Other materials stories that may be of interest

Published on October 20th, 2015 | By: April Gocha, PhD

[Image above] Credit: NIST


Utah researchers create LEDs from food waste

University of Utah researchers have successfully turned food waste such as discarded pieces of tortilla into carbon dots, and subsequently, LEDs. The team employed solvothermal synthesis, placing soft drinks and pieces of bread and tortilla in a solvent and using pressure and high temperature to generate carbon dots. Finally, the dots were suspended in epoxy resins, heated, and hardened to solidify the dots for practical use in LEDs.


Patterning oxide nanopillars at the atomic scale by phase transformation

Researchers at Tohoku University’s Advanced Institute for Materials Research have carried out a collaborative study aimed at precisely controlling phase transformations with high spatial precision. The team applied a focused STEM electron beam to irradiate SrNbO3.4 crystals and demonstrated precise control of a phase transformation from layered SrNbO3.4 to perovskite SrNbO3 at the atomic scale.

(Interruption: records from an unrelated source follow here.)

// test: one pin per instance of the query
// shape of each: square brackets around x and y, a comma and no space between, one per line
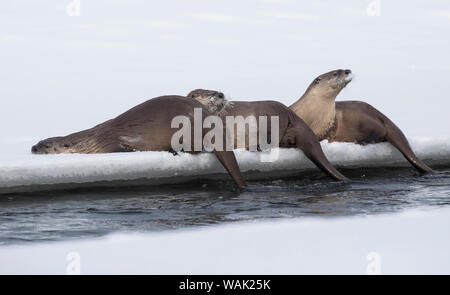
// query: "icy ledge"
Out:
[24,169]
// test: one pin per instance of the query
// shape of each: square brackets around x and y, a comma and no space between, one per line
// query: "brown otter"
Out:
[146,127]
[349,121]
[293,132]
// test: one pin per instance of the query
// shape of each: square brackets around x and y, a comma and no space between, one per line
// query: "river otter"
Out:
[349,121]
[146,127]
[293,132]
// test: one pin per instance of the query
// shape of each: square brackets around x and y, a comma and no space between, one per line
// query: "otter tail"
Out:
[396,137]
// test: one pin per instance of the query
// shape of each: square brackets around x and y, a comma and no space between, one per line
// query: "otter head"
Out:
[213,100]
[54,145]
[330,84]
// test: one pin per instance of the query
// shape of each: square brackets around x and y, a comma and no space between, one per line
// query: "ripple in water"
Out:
[60,215]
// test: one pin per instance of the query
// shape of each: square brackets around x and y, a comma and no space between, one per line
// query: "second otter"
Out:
[292,130]
[349,121]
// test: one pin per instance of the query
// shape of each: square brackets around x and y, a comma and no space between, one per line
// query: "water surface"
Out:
[62,215]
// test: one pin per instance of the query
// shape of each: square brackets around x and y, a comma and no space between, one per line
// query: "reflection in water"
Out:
[86,213]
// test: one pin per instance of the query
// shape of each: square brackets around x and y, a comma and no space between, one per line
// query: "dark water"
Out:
[64,215]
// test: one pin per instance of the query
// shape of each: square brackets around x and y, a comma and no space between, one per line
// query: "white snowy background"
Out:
[60,74]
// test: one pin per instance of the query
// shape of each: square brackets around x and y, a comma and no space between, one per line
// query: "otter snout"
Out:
[348,75]
[47,146]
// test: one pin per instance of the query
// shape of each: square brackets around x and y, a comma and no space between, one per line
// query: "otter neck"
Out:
[319,112]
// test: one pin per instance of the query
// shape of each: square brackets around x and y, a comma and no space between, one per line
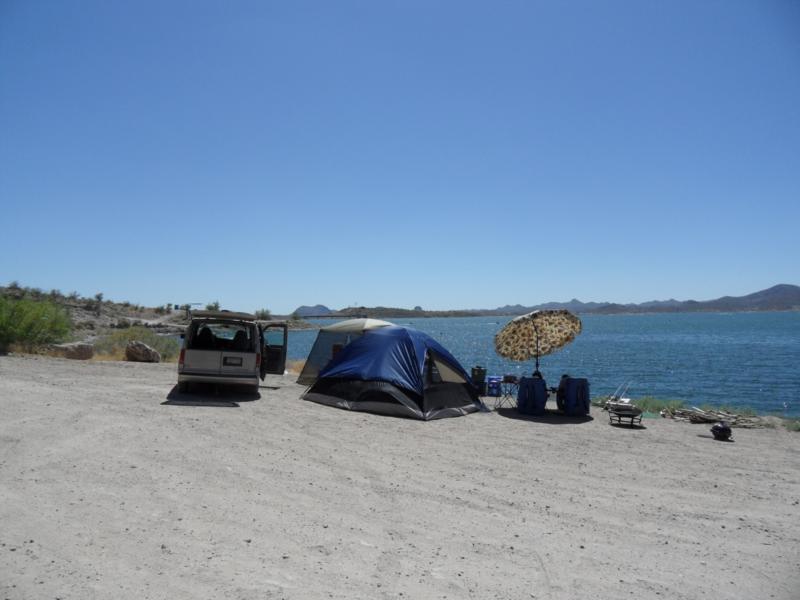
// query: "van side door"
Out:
[275,338]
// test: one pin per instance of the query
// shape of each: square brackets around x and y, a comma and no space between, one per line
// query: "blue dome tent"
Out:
[396,371]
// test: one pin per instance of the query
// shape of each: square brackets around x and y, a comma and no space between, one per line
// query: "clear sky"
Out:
[444,154]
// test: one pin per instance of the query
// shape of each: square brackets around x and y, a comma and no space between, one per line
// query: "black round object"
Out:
[721,431]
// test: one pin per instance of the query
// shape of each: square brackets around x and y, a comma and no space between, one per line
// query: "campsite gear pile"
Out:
[572,396]
[396,371]
[479,379]
[537,334]
[721,431]
[532,396]
[620,411]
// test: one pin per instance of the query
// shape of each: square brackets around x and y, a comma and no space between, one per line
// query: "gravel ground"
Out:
[112,485]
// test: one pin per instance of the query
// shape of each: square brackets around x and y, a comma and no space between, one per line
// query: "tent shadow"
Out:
[550,417]
[219,396]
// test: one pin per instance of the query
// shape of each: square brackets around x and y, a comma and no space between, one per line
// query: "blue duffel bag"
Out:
[532,396]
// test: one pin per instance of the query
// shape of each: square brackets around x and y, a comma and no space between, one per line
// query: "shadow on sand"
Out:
[219,396]
[550,417]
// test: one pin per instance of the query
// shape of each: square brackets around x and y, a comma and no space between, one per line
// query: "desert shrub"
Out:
[31,324]
[113,344]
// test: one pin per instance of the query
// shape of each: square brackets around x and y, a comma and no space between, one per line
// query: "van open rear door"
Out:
[275,337]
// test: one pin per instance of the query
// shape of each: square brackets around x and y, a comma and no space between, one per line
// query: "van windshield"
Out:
[222,335]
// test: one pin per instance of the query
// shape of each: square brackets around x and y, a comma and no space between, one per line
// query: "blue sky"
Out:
[442,154]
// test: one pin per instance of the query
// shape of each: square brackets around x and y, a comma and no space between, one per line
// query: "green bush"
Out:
[31,323]
[113,344]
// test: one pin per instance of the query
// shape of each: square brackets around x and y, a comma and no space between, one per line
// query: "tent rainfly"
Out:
[330,340]
[396,371]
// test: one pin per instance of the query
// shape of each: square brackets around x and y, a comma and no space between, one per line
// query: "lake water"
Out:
[734,359]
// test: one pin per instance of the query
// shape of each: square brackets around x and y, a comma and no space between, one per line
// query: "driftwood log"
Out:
[697,415]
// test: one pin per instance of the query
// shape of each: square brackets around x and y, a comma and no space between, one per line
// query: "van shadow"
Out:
[549,417]
[211,395]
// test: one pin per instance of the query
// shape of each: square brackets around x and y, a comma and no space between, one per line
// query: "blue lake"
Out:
[733,359]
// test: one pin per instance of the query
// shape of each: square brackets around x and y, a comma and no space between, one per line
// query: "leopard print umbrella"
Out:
[537,334]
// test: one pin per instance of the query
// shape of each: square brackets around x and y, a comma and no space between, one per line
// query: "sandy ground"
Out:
[108,492]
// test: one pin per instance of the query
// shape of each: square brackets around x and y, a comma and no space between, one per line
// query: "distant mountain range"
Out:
[778,297]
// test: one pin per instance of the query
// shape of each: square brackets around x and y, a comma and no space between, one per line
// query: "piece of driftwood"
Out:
[697,415]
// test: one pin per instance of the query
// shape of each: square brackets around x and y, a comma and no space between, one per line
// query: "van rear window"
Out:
[236,337]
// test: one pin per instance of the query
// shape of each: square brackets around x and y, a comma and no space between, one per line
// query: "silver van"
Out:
[230,348]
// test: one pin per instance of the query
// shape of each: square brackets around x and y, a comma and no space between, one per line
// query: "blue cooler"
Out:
[532,396]
[493,387]
[575,397]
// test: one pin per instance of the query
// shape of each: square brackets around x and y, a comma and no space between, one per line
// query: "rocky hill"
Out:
[777,298]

New crystal captures carbon from humid gas

Scientists at Stockholm University have created a stable and recyclable material, where the micropores within the crystal have different adsorption sites for carbon dioxide and water. The new material is a copper silicate crystal called SGU-29 and is the result of international cooperation. The material could be used for capturing carbon dioxide from the atmosphere, and especially to clean emissions.


Methodology could lead to more sustainable manufacturing systems

Engineers at Oregon State University have developed a new “sustainable development methodology” to help address a social and regulatory demand for manufacturing processes that more effectively consider their economic, environmental, and social impacts. The work outlines a way to help designers and manufacturing engineers carefully consider all the ramifications of their design decisions, and to evaluate the possible different ways that a product could be built—before it ever hits the assembly line.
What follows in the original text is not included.